Fixing a Deficit of Facts | Commentary
When it comes to deficit reduction, politicians like to talk about “balance.” President Barack Obama wants a balance between additional cuts and revenue. Republican Rep. Paul D. Ryan wants a balance between total spending and taxes. Few politicians, however, are talking about the need for a balance between generations. That’s partially because our government does not even report the full impact that today’s fiscal policies will have on future generations. This must change.
Truth is, the trajectory of our federal budget represents a massive intergenerational redistribution of wealth.
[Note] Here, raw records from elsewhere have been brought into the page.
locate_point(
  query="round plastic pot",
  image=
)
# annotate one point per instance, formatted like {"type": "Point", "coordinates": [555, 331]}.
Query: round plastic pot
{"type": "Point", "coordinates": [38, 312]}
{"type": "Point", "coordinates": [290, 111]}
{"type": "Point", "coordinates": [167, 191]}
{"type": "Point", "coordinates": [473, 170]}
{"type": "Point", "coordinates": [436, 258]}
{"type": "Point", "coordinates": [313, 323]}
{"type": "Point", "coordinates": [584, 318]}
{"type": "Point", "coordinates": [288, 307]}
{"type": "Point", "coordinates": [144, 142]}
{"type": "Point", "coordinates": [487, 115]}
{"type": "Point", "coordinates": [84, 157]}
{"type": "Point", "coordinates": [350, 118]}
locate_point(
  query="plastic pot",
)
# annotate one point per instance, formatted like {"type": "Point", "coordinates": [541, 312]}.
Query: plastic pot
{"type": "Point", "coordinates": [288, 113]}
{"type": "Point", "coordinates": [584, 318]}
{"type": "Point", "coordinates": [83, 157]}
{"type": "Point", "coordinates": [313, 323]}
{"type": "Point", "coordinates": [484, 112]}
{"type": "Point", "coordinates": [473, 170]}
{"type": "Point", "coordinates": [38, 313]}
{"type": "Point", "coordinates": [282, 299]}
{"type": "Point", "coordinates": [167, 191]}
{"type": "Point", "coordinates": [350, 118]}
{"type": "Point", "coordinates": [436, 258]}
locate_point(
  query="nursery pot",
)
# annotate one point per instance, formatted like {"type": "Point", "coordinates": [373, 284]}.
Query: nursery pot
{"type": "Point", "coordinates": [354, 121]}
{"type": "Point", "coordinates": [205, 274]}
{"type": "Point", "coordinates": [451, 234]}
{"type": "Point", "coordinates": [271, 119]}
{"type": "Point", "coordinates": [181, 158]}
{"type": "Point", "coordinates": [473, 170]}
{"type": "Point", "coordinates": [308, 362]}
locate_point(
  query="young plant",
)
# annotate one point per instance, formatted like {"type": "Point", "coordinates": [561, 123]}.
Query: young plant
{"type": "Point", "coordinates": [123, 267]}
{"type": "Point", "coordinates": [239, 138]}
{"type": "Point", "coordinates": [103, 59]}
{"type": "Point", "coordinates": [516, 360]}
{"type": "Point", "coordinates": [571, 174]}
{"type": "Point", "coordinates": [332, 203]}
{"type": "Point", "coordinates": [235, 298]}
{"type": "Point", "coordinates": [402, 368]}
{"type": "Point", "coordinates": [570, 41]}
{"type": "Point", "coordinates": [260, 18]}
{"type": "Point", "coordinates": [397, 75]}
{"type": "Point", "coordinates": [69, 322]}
On the whole, older Americans and current retirees are set to receive a significant net financial benefit from public resources over the course of their lifetimes, with a massive bill for this spending to be passed on to the young and future generations. This policy path is both fiscally irresponsible and morally reprehensible. Pressure to change course might increase, however, if there were a clearer understanding of this reality among the public, media and elected leaders alike.
Fortunately, economists developed two innovative analyses — the fiscal gap and generational accounting — two decades ago to describe the true size of our fiscal imbalance and the repercussions it will have on future generations. These analyses were prepared by the Office of Management and Budget and included in the president’s budget during the final year of the first Bush administration and the first year of the Clinton administration. But amid efforts to downplay the long-term costs of shortsighted policies, the studies were eventually removed from the budget and attempts to revive them proved unsuccessful.
Notwithstanding this unfortunate history and thanks to a sustained push by a diverse group of concerned young Americans on Capitol Hill, Washington is beginning to give the fiscal gap and generational accounting another look.
On one hand, the way we currently measure our country’s indebtedness is inadequate. The advertised federal debt held by the public of $11.8 trillion does not capture the amount of money government has borrowed from itself and the vastly larger amount of money government has promised in future spending through programs such as Social Security and Medicare, along with other liabilities. Nor does it take into consideration the government’s ability to raise taxes or reduce spending to cover these obligations.
The fiscal gap does both. It is the present value difference between future projected spending (including servicing the official debt) and future taxes over an infinite time horizon. In 2012, the United States’ fiscal gap grew by $11 trillion to a mind-boggling $222 trillion — the largest of any country in the world relative to the economy. This analysis can be used to judge policies based on their ability to close our fiscal imbalance over the long term, not just reduce deficits over the next 10 years as is currently the practice.
On the other hand, the way we measure who will pay for our debt is also misguided. Your $53,000 “share” of the national debt as advertised on various debt clocks and elsewhere wrongly assumes we each carry the same burden and that we will all someday pay up. Not so. The burden will disproportionately fall on the young and unborn when the decisions we are delaying today come due.
Generational accounting measures the consequences that our growing fiscal imbalance will have on future generations. It calculates the difference between total lifetime taxes paid and government transfers collected by age cohort, assuming the fiscal gap is left only to future generations to close. According to the latest generational accounting published by the International Monetary Fund in 2011, taxes on future generations would have to increase by 21.5 points to close the fiscal gap. This analysis can be used to determine how policies distribute their costs and benefits across age groups, just as we now see how they are distributed across income levels.
Putting our fiscal house in order in a generationally balanced way should be an imperative for both parties. Congress can start by requiring the Congressional Budget Office to produce an annual fiscal gap and generational accounting report and, further, to produce similar analyses for all major fiscal legislation pending before Congress. This legislation can be a bipartisan achievement in the name of fiscal sanity and generational equity. In March, Sen. John Thune, R-S.D., took the first step by offering an amendment to the Senate budget resolution. More must follow.
We cannot continue to ignore the economic and moral injustice being wrought on future generations because of our inability or unwillingness to face the facts.
Laurence Kotlikoff is an economist at Boston University and co-author of “The Clash of Generations.” Nick Troiano is co-founder and national field director of The Can Kicks Back, a millennial-driven campaign to fix the national debt.